Describe the issue:
I think pm.gp.TP.prior() gives the wrong joint prior when reparameterize=True, which is the default.
In TP._build_prior, the default path samples independent univariate Student-t variables:
v = pm.StudentT(name + "_rotated_", mu=0.0, sigma=1.0, nu=self.nu, size=size)
f = pm.Deterministic(name, mu + cholesky(cov).dot(v))
The non-reparameterized path uses the correct multivariate distribution:
f = pm.MvStudentT(name, nu=self.nu, mu=mu, scale=cov, **kwargs)
These are not equivalent for finite nu. A multivariate Student-t has shared tail scale / dependence across dimensions, while the current default uses independent tail scales in the rotated coordinates.
So the default TP prior silently changes the joint prior, posterior, and conditional predictions.
Reproduceable code example:
I created a temp venv, installed runtime deps, imported this checkout, and compared:
- default
gp.TP.prior(..., reparameterize=True)
- correct
gp.TP.prior(..., reparameterize=False) / MvStudentT
import numpy as np
import pymc as pm
import scipy.stats as st
nu = 3.0
X = np.array([[0.0], [1.0]])
ls = np.sqrt(-0.5 / np.log(0.8))
jitter = 1e-6
cov_func = pm.gp.cov.ExpQuad(1, ls=ls)
K = cov_func(X).eval() + jitter * np.eye(2)
L = np.linalg.cholesky(K)
points = [
np.array([0.0, 0.0]),
np.array([1.0, 1.0]),
np.array([2.0, -1.0]),
]
with pm.Model() as m_reparam:
tp = pm.gp.TP(scale_func=cov_func, nu=nu)
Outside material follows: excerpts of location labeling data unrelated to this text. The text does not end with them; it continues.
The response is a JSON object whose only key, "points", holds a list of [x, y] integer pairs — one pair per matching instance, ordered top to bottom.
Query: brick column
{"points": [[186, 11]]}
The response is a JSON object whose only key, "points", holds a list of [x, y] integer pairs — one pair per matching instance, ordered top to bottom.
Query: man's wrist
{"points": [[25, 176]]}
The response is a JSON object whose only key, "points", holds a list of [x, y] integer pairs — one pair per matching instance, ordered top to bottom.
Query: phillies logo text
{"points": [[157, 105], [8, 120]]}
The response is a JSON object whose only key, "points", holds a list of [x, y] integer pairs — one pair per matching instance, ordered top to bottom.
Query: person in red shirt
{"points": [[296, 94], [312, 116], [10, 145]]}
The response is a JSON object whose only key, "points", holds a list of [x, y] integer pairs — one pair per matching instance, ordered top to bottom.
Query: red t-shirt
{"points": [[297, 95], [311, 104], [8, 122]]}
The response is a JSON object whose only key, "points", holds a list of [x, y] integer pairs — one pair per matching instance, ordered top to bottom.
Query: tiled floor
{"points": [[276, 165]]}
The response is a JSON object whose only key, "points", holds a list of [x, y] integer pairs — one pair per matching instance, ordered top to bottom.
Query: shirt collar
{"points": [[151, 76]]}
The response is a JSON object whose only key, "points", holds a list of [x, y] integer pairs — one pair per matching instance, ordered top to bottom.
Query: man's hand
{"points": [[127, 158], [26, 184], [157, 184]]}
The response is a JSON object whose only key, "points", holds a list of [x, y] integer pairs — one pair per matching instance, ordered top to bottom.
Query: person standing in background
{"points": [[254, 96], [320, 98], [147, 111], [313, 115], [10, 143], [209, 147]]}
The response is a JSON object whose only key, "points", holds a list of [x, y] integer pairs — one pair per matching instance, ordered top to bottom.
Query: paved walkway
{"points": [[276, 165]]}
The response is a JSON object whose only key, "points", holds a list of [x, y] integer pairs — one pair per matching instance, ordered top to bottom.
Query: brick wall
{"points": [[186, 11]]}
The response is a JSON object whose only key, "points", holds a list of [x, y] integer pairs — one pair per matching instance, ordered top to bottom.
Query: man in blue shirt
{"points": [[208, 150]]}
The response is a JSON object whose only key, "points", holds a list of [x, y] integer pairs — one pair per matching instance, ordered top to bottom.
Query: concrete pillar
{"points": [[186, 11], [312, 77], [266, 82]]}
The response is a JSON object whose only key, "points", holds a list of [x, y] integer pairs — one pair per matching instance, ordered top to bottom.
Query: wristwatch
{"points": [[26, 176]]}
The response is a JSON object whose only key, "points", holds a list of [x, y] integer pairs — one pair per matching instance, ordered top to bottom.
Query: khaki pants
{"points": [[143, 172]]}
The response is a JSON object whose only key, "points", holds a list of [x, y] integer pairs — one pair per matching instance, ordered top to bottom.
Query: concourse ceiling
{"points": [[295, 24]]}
tp.prior("f", X, reparameterize=True, jitter=jitter)
reparam_logp_fn = m_reparam.compile_logp()
with pm.Model() as m_mvt:
tp = pm.gp.TP(scale_func=cov_func, nu=nu)
tp.prior("f", X, reparameterize=False, jitter=jitter)
mvt_logp_fn = m_mvt.compile_logp()
print("point | default TP induced logp | MvStudentT TP logp | diff")
for x in points:
v = np.linalg.solve(L, x)
default_tp = float(reparam_logp_fn({"f_rotated_": v}) - np.log(np.linalg.det(L)))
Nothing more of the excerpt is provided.